A 19-year-old British holidaymaker, who accused 12 Israeli teens of sexual assault, will stand trial for making up the rape allegations after her claims to have retracted the initial complanint due to police pressure were found to be unreliable, by a court in Cyprus on Thursday.
The British teen was indicted four months ago for perjury and public mischief after she admitted to falsely accusing the Israeli youths of gang-raping her in the Cypriot resort town of Ayia Napa on July 17. The woman then said she was coerced by police to retract from her initial complaint.
According to a report in the Daily Mail, a judge in the Cypriot city of Famagusta declared the woman to be an “unreliable witness” and ruled that her statement, where she admits to making up the rape claims, is admissible as evidence.

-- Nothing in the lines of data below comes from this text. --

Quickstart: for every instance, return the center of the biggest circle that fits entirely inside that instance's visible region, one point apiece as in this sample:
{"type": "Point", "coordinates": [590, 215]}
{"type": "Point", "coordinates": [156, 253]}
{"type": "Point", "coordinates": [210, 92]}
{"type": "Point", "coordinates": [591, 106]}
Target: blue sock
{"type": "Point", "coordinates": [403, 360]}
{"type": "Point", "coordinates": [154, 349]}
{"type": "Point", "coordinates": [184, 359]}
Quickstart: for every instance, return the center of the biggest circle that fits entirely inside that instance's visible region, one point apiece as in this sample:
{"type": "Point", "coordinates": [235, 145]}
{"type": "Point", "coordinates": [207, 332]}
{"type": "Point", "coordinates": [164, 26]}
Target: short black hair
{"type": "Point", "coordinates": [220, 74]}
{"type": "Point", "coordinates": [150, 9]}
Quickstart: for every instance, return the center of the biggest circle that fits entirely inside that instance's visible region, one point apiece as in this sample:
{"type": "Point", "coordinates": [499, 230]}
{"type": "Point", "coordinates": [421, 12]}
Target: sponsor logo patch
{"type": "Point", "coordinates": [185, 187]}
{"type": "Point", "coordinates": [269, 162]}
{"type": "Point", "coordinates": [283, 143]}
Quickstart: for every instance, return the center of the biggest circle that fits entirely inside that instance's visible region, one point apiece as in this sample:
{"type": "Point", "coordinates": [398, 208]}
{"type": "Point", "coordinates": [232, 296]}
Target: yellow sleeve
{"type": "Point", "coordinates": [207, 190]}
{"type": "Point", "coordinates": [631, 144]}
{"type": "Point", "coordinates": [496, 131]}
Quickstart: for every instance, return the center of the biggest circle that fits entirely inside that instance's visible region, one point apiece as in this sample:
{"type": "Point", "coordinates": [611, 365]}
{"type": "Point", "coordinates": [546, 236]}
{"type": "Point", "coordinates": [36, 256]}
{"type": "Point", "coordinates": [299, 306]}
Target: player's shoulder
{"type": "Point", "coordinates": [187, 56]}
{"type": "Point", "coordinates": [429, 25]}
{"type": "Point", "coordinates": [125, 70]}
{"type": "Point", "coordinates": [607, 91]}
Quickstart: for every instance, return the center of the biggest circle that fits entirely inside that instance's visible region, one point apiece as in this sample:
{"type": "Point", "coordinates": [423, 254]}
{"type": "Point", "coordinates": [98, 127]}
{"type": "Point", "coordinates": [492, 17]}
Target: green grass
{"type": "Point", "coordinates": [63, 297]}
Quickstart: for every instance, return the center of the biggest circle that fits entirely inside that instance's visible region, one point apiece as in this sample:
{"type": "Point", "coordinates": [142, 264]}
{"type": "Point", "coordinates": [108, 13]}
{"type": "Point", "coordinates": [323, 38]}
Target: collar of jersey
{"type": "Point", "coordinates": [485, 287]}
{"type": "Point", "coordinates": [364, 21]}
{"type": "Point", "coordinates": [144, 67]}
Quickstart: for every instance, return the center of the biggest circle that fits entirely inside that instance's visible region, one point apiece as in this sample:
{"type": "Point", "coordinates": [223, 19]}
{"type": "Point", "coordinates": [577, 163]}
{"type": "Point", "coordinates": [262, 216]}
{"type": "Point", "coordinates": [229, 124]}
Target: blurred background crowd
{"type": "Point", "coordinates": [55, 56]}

The judge said a welfare officer had accompanied the young woman during her eight-hour police interrogation and no pressure had been put on the teen to withdraw the initial complaint.
He added that the evidence provided by an expert psychologist, who said the Brit was suffering from PTSD in the aftermath of the alleged rape, was constructed to favor the accused.
The judge also dismissed the evidence from a linguistic expert, which stated a non-English speaker wrote the retraction of the complaint.
The teen gave her statement, retracting the initial complaint less than two weeks after the incident, when the main investigator, Marius Christiano, arrived at the hotel the British woman was staying with her family.
He confronted the UK teen with all the DNA evidence as well videos of her having seemingly consensual sexual intercourse with the accused men. The young woman struggled to provide credible answers and eventually confessed to have fabricated the story about assault because she was angry the ordeal had been filmed without her permission.
The Israelis, all aged between 16 and 18 were released shortly after.
The maximum sentence for the charges she is facing is a year of incarceration, with or without an added fine.